Weinstein’s statutory claims under the Consumer Legal Remedies Act, California Civil Code § 1750 et seq., the Unfair Competition Law, California Business and Professions Code § 17200 et seq., and the False Advertising Law, California Business and Professions Code § 17500 et seq., “are governed by the ‘reasonable consumer’ test.” Williams v. Gerber Prod. Co., 523 F.3d 934, 938 (9th Cir.2008). Under [426]*426that standard, a plaintiff “must show that ‘members of the public are likely to be deceived.’ ” Id. (some internal quotation marks omitted) (quoting Freeman v. Time, Inc., 68 F.3d 285, 289 (9th Cir.1995)). That is a question not ordinarily appropriate for determination on the pleadings. Id. at 938-39 (describing it as a “rare situation in which granting a motion to dismiss is appropriate”).

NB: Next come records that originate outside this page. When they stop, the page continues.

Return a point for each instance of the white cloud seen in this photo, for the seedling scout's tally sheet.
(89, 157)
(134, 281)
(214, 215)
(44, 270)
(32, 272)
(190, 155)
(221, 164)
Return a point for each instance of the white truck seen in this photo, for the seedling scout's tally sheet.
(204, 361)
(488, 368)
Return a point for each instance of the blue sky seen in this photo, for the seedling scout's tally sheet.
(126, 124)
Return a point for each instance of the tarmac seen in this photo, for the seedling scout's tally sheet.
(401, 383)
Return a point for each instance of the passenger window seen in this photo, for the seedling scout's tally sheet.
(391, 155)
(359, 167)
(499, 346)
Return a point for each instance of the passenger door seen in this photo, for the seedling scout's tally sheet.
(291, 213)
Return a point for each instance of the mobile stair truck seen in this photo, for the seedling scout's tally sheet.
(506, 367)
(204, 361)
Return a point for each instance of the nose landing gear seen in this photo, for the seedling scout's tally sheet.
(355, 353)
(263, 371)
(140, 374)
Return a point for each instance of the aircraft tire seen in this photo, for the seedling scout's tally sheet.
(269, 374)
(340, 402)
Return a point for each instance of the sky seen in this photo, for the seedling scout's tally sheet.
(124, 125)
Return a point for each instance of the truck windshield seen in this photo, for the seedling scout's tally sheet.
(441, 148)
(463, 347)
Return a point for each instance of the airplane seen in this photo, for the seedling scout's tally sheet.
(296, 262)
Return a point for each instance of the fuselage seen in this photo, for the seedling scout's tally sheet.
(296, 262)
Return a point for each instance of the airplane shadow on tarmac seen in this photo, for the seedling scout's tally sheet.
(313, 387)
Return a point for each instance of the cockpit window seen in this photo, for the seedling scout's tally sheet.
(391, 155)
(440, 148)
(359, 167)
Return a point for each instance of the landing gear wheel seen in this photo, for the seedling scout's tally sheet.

The Third Amended Complaint (TAC) pleads-each of the four remaining causes of action, including those statutory claims, with sufficient particularity to support an inference that a reasonable consumer might believe, absent a contrary disclosure by Saturn prior to purchase, that the VUE’s OnStar calling system operated like an “ordinary” telephone, including the capacity to navigate automated phone systems that the OnStar system sold with Weinstein’s car lacked. See Bell Atlantic Corp. v. Twombly, 550 U.S. 544, 127 S.Ct. 1955, 1965-66, 167 L.Ed.2d 929 (2007); Vess v. Ciba-Geigy Corp. USA, 317 F.3d 1097, 1106 (9th Cir.2003); Bardin v. Daimlerchrysler Corp., 136 Cal.App.4th 1255, 39 Cal.Rptr.3d 634, 648-49 (2006). Although the allegations in the TAC may be appropriate for adjudication on summary judgment, the TAC alleges enough to preclude a finding as a matter of law that no reasonable consumer would have been misled about the OnStar system.1
The TAC also alleges facts supporting the existence of an actual agency relationship between Saturn and East Bay Auto Group with sufficient particularity to survive dismissal, irrespective of whether Rule 8 or Rule 9(b) of the Federal Rules of Civil Procedure applies to allegations of agency. See Kaplan v. Coldwell Banker Residential Affiliates, Inc., 69 Cal.Rptr.2d 640, 59 Cal.App.4th 741, 745 (1997). Liberally construed and taken as truthful, the TAC alleges that Saturn exercised “substantial control” over the dealership. Id. Whether that allegation could survive a challenge at summary judgment is uncertain, but the TAC is a sufficient pleading at this stage of the case.
Each party to bear its own costs.
AFFIRMED in part; VACATED and REMANDED in part.
This disposition is not appropriate for publication and except as provided by 9th Cir. R. 36-3.